L’obiettivo dichiarato non è sostituire registi, sceneggiatori, fotografi, montatori o artisti visivi. L’idea è esplorare se l’IA possa aiutare nella ricerca visiva, nella sperimentazione narrativa, nella preparazione delle scene o in alcune fasi della produzione.

Secondo i sostenitori, l’IA potrebbe diventare uno strumento creativo, come il montaggio digitale, la computer grafica o la previsualizzazione.

Ma il tema è delicato.

L’intelligenza artificiale non è uno strumento neutro. Porta con sé domande su diritto d’autore, dati di addestramento, lavoro creativo, trasparenza e controllo dell’opera.

Perché il dibattito è importante in Italia

In Italia il cinema non è visto solo come intrattenimento. È cultura, lavoro, artigianato, linguaggio, memoria e identità.

Per questo l’uso dell’IA nel cinema non può essere discusso soltanto come questione tecnica.
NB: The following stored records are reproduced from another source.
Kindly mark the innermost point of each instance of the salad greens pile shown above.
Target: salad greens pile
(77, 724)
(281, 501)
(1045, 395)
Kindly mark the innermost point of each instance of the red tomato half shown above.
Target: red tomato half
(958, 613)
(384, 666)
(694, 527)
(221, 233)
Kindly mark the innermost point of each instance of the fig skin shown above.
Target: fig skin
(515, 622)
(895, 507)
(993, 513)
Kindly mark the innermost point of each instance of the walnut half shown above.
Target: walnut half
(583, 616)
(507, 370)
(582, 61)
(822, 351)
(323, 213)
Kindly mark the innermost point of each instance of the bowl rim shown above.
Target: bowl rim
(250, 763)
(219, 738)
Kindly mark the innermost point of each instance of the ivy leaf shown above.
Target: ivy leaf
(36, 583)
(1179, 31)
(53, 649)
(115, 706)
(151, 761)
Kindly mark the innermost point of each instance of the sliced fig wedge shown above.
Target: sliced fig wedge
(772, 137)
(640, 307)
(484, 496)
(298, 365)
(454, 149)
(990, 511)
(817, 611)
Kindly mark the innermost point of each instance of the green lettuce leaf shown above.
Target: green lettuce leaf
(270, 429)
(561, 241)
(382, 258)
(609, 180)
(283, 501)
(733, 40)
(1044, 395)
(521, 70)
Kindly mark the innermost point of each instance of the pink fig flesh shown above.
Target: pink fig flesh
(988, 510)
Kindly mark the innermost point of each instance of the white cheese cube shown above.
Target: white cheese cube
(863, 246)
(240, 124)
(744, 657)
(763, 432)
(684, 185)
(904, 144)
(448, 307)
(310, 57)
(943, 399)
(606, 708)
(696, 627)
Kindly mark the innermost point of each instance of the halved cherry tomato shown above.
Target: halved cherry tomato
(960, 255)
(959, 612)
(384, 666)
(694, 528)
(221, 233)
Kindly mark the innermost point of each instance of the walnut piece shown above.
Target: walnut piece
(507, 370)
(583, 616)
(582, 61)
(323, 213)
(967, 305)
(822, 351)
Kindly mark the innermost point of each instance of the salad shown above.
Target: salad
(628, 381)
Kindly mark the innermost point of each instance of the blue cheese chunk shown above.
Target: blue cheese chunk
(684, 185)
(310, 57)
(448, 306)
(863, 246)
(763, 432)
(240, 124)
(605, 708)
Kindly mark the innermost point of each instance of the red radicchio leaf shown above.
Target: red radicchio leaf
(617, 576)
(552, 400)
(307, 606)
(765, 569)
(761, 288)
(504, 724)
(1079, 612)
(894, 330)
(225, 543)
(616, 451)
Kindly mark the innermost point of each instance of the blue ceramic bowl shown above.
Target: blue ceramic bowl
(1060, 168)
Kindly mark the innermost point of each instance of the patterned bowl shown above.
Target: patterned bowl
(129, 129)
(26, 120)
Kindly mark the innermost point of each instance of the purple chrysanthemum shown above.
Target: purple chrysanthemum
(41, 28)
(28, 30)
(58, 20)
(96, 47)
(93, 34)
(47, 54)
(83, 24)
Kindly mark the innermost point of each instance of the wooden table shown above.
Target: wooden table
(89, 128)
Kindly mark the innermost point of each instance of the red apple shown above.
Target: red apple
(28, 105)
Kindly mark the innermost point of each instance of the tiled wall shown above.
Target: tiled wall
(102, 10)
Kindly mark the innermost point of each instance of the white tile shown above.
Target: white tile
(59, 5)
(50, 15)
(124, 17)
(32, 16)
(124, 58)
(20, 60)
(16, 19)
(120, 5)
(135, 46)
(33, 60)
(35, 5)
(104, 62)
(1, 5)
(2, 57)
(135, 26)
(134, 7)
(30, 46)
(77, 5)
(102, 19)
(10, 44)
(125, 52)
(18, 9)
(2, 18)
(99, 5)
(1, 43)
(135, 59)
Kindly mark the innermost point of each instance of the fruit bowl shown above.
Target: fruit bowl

Le domande sono più profonde:

Chi resta autore dell’opera?
Quali immagini sono state usate per addestrare i modelli?
I diritti degli artisti vengono rispettati?
I giovani creativi avranno più opportunità o meno lavoro?
Il pubblico deve sapere quando un film usa contenuti generati dall’IA?

Se l’IA viene usata solo per ridurre i costi, rischia di indebolire il lavoro umano e la qualità artistica.

Se invece resta uno strumento trasparente, limitato e guidato da una visione umana, può aprire nuove possibilità anche per autori indipendenti, piccoli studi e giovani filmmaker.

Perché le Backrooms sono perfette per parlare di IA

Le Backrooms sembrano quasi generate da una macchina.

Stanze ripetute, corridoi senza fine, luci artificiali, ambienti vuoti, assenza di calore umano: tutto richiama l’estetica dei mondi digitali, delle immagini sintetiche e degli spazi creati da algoritmi.

Per questo il legame tra Backrooms e intelligenza artificiale è così forte.

Non sono solo una storia horror. Sono anche una metafora del nostro tempo.

Viviamo sempre più dentro spazi digitali, piattaforme, immagini generate, algoritmi e sistemi automatici. Le Backrooms trasformano questa sensazione in un luogo: una realtà apparentemente ordinaria, ma senza uscita.

Conclusione

Le Backrooms sono molto più di un trend horror nato online.

Raccontano come un’immagine anonima possa diventare una mitologia collettiva. Raccontano come un giovane creatore possa arrivare da YouTube al cinema. E raccontano perché l’intelligenza artificiale sta diventando una delle questioni centrali della cultura visiva contemporanea.

Per il pubblico italiano, il punto decisivo non è soltanto se l’IA entrerà nel cinema.

Il vero punto è un altro: chi conserverà lo sguardo umano sull’opera?

Perché il cinema non è solo tecnica. È scelta, sensibilità, memoria, ritmo, imperfezione e presenza umana.

E se le Backrooms fanno paura, forse è proprio perché mostrano un mondo in cui tutto sembra costruito, illuminato e ordinato, ma da cui l’essere umano sembra scomparso.

Note

Fonti

  • Blog ufficiale di Google DeepMind
  • Sito ufficiale di A24
  • Canale YouTube ufficiale di Kane Parsons

Nota editoriale

La collaborazione di ricerca tra Google DeepMind e A24 è distinta dal progetto cinematografico Backrooms sviluppato da A24. Questo articolo tratta insieme i due temi perché entrambi riguardano una questione più ampia: il rapporto tra intelligenza artificiale, cultura digitale e futuro del cinema.